U.S. plans to sell remaining 31.1 million GM shares by year end

U.S. plans to sell remaining 31.1 million GM shares by year end

Automotive News | November 21, 2013 – 9:50 am EST
— UPDATED: 11/21/13 5:52 pm ET – adds Canada statement
DETROIT (Reuters) — The U.S. Treasury Department said it expected to sell its remaining shares of General Motors Co. by the end of the year, a plan that may leave taxpayers with a shortfall of about $10 billion on the automaker’s 2009 bailout.

Treasury today said it had completed the sale of 70.2 million shares of GM stock and to date had recouped $38.4 billion from the $49.5 billion taxpayer-funded rescue of the Detroit company.

At current prices, Treasury would recoup another $1.2 billion from its remaining stake of 31.1 million shares, bringing its total recovery to $39.6 billion. Treasury said its initial cost basis for the GM shares was $43.52 per share.

If it completes the sale by year’s end, the Treasury would unload the GM stake on the earliest end of its projections announced last December. At the time, it anticipated selling the stake within 12 to 15 months.

GM shares today rose 1.1 percent to $38.12 — not far from their post-bankruptcy record price of $38.98 set on Jan. 3, 2011.

“Our goal was never to make a profit,” said a Treasury official who requested anonymity. “It was to save the U.S. auto industry.”

U.S. auto sales through October have risen 8.4 percent, with sales expected to top 15.5 million for the full year — comfortably above the recessionary trough of 10.4 million in 2009.

The Detroit automakers are profitable, too, although GM’s net earnings for the first nine months dropped to $4.3 billion from $5.0 billion in 2012. One thing that hasn’t changed is that the majority of those profits are still driven by large pickup trucks and SUVs, which contribute more than two-third of GM’s global pre-tax earnings.

Treasury said the final GM share sale would take place by year-end, subject to market conditions and if average daily trading volumes continue at recent levels.

Analysts have said Treasury’s exit from GM would lift the “Government Motors” stigma from the automaker, which would also be able to begin paying dividends for the first time since the restructured company returned to the market with an initial public offering three years ago.

Treasury’s sale of the shares “could lead to the lifting of compensation limitations for GM’s key executives,” Buckingham Research analyst Joseph Amaturo said in a note to clients.

The removal of those restrictions also may enable GM to offer a more generous and competitive compensation package if the board elects to search for outside candidates to succeed CEO Dan Akerson, said analyst Matthew Stover of Guggenheim Securities.

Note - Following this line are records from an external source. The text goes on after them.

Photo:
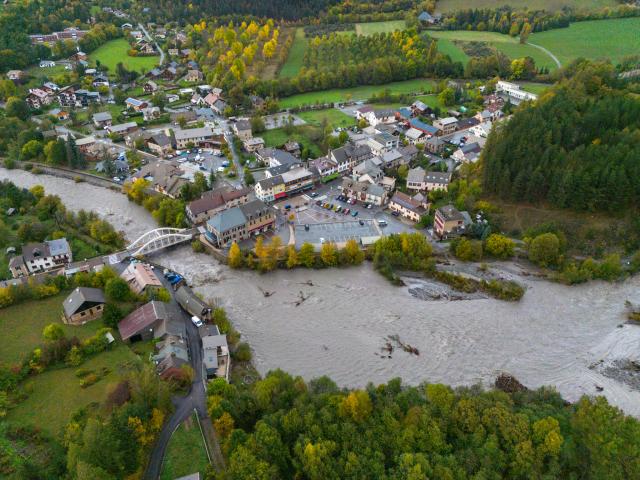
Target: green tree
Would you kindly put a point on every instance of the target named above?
(235, 256)
(292, 257)
(117, 290)
(468, 250)
(329, 254)
(111, 315)
(307, 255)
(53, 332)
(16, 107)
(499, 246)
(544, 249)
(525, 32)
(447, 97)
(352, 253)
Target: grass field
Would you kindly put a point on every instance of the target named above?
(533, 87)
(334, 117)
(447, 47)
(53, 396)
(510, 46)
(303, 135)
(296, 55)
(115, 51)
(380, 27)
(186, 452)
(612, 39)
(21, 326)
(550, 5)
(355, 93)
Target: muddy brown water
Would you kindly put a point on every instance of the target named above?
(573, 338)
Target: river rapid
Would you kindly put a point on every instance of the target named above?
(572, 338)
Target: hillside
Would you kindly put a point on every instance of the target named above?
(577, 147)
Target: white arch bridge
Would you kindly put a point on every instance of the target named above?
(160, 238)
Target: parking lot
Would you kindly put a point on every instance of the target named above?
(336, 232)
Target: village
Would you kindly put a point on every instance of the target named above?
(380, 181)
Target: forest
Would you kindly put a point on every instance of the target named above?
(195, 10)
(508, 21)
(231, 52)
(339, 61)
(282, 427)
(577, 147)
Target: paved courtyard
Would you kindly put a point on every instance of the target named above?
(337, 232)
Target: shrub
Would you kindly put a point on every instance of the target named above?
(468, 250)
(117, 289)
(243, 353)
(82, 372)
(499, 246)
(544, 249)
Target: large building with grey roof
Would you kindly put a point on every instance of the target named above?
(41, 257)
(240, 223)
(83, 305)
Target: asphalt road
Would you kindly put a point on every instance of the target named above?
(196, 400)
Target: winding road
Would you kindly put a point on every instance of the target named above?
(196, 400)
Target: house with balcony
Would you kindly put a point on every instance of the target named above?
(41, 257)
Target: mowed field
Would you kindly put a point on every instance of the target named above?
(115, 51)
(449, 48)
(550, 5)
(419, 85)
(21, 327)
(612, 39)
(333, 117)
(296, 55)
(380, 27)
(510, 46)
(53, 396)
(186, 452)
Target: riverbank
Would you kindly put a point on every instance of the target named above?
(551, 337)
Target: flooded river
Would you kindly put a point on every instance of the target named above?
(574, 338)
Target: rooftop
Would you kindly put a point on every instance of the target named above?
(81, 296)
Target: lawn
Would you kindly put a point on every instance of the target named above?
(21, 326)
(380, 27)
(186, 452)
(550, 5)
(303, 135)
(296, 55)
(115, 51)
(613, 39)
(455, 52)
(334, 117)
(356, 93)
(508, 45)
(53, 396)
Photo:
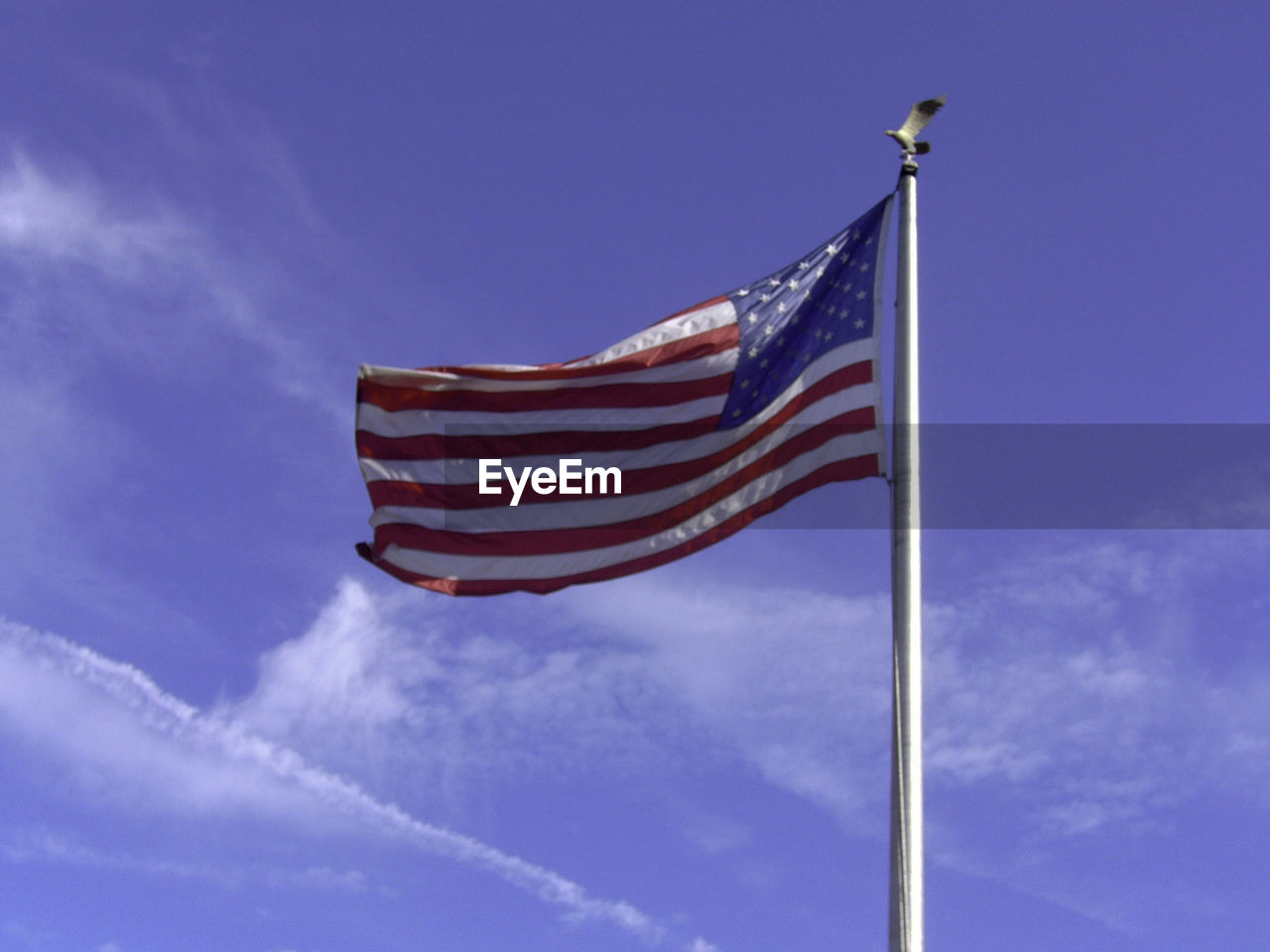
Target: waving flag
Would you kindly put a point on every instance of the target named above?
(493, 477)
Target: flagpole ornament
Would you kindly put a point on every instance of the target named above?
(919, 118)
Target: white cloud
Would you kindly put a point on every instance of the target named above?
(139, 281)
(41, 218)
(111, 719)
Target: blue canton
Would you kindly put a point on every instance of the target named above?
(794, 316)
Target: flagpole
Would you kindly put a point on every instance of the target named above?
(906, 561)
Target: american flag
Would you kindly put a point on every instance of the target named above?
(714, 416)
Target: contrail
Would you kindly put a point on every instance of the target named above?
(160, 711)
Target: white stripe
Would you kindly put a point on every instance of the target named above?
(412, 422)
(697, 321)
(686, 325)
(698, 368)
(604, 511)
(460, 471)
(548, 566)
(509, 422)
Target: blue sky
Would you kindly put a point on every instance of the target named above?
(221, 730)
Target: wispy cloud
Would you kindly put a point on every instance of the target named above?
(81, 706)
(136, 278)
(41, 846)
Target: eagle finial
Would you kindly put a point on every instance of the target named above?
(917, 118)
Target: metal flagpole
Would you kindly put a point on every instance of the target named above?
(906, 594)
(906, 569)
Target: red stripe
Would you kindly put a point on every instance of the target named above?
(568, 443)
(634, 481)
(832, 472)
(572, 539)
(707, 341)
(603, 397)
(434, 445)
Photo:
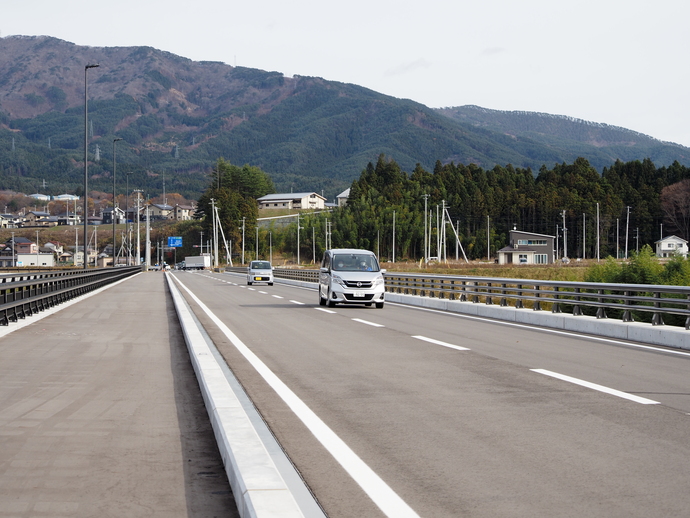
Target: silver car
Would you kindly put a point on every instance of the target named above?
(350, 276)
(260, 271)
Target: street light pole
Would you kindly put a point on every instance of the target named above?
(86, 160)
(114, 218)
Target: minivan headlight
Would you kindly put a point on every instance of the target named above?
(339, 280)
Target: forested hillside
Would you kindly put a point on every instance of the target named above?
(177, 117)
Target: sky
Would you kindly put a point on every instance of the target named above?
(618, 62)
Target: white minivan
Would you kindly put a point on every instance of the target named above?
(350, 276)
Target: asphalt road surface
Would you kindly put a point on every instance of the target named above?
(458, 416)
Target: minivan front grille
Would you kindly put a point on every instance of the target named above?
(358, 284)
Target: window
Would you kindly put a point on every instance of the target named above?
(532, 242)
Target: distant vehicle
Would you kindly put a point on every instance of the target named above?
(351, 276)
(197, 262)
(260, 271)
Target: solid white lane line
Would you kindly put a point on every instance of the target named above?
(380, 493)
(438, 342)
(367, 322)
(594, 386)
(544, 329)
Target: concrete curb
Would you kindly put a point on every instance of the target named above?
(258, 487)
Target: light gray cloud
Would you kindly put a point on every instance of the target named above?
(406, 68)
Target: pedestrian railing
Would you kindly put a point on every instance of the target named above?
(23, 294)
(656, 304)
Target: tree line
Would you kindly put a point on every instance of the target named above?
(636, 202)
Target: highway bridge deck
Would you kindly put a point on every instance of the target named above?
(101, 415)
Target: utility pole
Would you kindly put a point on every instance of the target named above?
(393, 236)
(426, 256)
(243, 240)
(584, 236)
(597, 231)
(627, 226)
(565, 238)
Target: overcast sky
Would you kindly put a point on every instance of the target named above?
(619, 62)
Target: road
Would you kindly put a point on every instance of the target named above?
(447, 415)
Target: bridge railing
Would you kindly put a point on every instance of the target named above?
(23, 294)
(603, 300)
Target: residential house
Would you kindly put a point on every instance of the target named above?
(670, 246)
(298, 200)
(39, 219)
(108, 216)
(184, 212)
(527, 248)
(159, 211)
(343, 197)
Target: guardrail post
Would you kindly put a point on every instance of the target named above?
(556, 308)
(577, 310)
(627, 315)
(601, 312)
(657, 319)
(504, 301)
(518, 302)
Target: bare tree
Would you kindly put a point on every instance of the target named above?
(675, 202)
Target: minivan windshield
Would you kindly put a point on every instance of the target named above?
(354, 263)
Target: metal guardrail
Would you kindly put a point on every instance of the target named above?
(602, 300)
(24, 294)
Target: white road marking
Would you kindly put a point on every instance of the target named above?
(594, 386)
(380, 493)
(367, 322)
(438, 342)
(545, 329)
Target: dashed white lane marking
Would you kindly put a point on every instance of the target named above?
(373, 324)
(438, 342)
(374, 486)
(600, 388)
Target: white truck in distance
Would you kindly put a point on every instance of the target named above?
(197, 262)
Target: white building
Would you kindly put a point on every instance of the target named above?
(292, 200)
(670, 246)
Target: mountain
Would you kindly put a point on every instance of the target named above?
(570, 138)
(177, 117)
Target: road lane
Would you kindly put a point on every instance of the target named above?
(458, 432)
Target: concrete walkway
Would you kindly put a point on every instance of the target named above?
(101, 414)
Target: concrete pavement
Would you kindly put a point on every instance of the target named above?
(101, 414)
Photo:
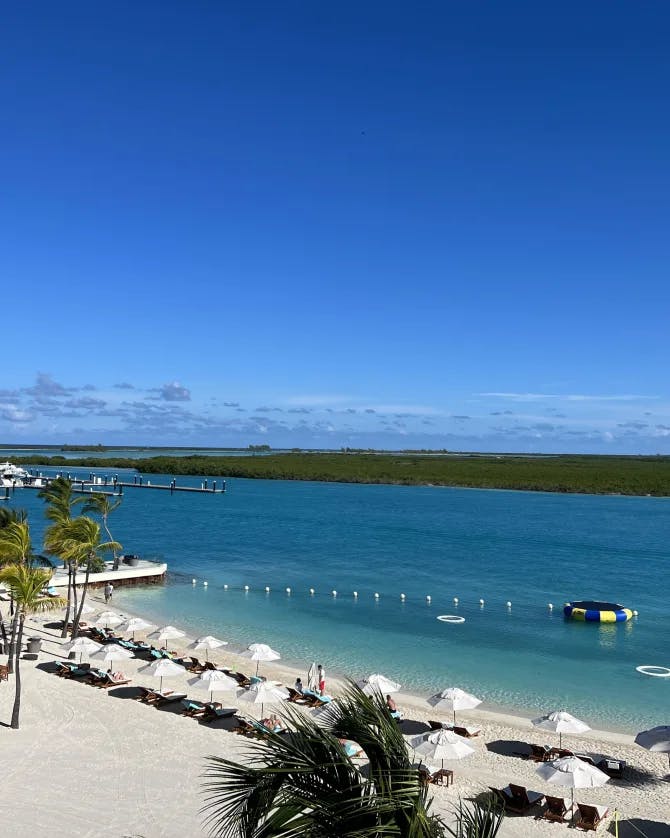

In a related matter, Canada’s government is seeking to maximize its return when it sells its shares in GM, a spokeswoman for Finance Minister Jim Flaherty said Thursday.

“We will exit the government’s stake in General Motors in a timely manner,” spokeswoman Marie Prentice said in e-mailed comments after the U.S. announcement. “We will divest because government shouldn’t be in the car business, but we will divest appropriately over time to ensure we maximize the return for Canadian taxpayers.”

The Canadian and Ontario governments in September agreed to sell 30 million GM shares worth about $1.1 billion to Bank of America Corp. and Royal Bank of Canada in a block trade, reducing their stake by 21 percent to 110 million shares.

In a quarterly filing to Congress in late October, the U.S. government said it already had booked a loss of $9.7 billion on its shares, which were acquired as part of GM’s Chapter 11 bankruptcy filing and subsequent bailout.

Treasury since then has whittled down its GM stake through a series of stock sales.

A healthcare trust for the UAW still owns a stake of about 10 percent in GM.

“While the U.S. Treasury’s equity stake draws to a close, our work to transform GM continues,” GM said. “We’re making great progress in our efforts to make the most of this second chance.”

A GM spokesman on Thursday said the company since July 2010 has invested $8.8 billion in 34 U.S. facilities, “saving or creating more than 25,000 jobs.”

The GM bailout was implemented under the government’s Troubled Asset Relief Program (TARP), which disbursed $421.6 billion and has recovered $406.7 billion. The total does not count Treasury’s additional shares in AIG, which Treasury valued at $17.6 billion in a Wednesday report.

GM, in a statement, said: “While the U.S. Treasury’s equity stake draws to a close, our work to transform GM continues. We’re making great progress in our efforts to make the most of this second chance by building outstanding cars and trucks, creating jobs and reinvesting in our country.”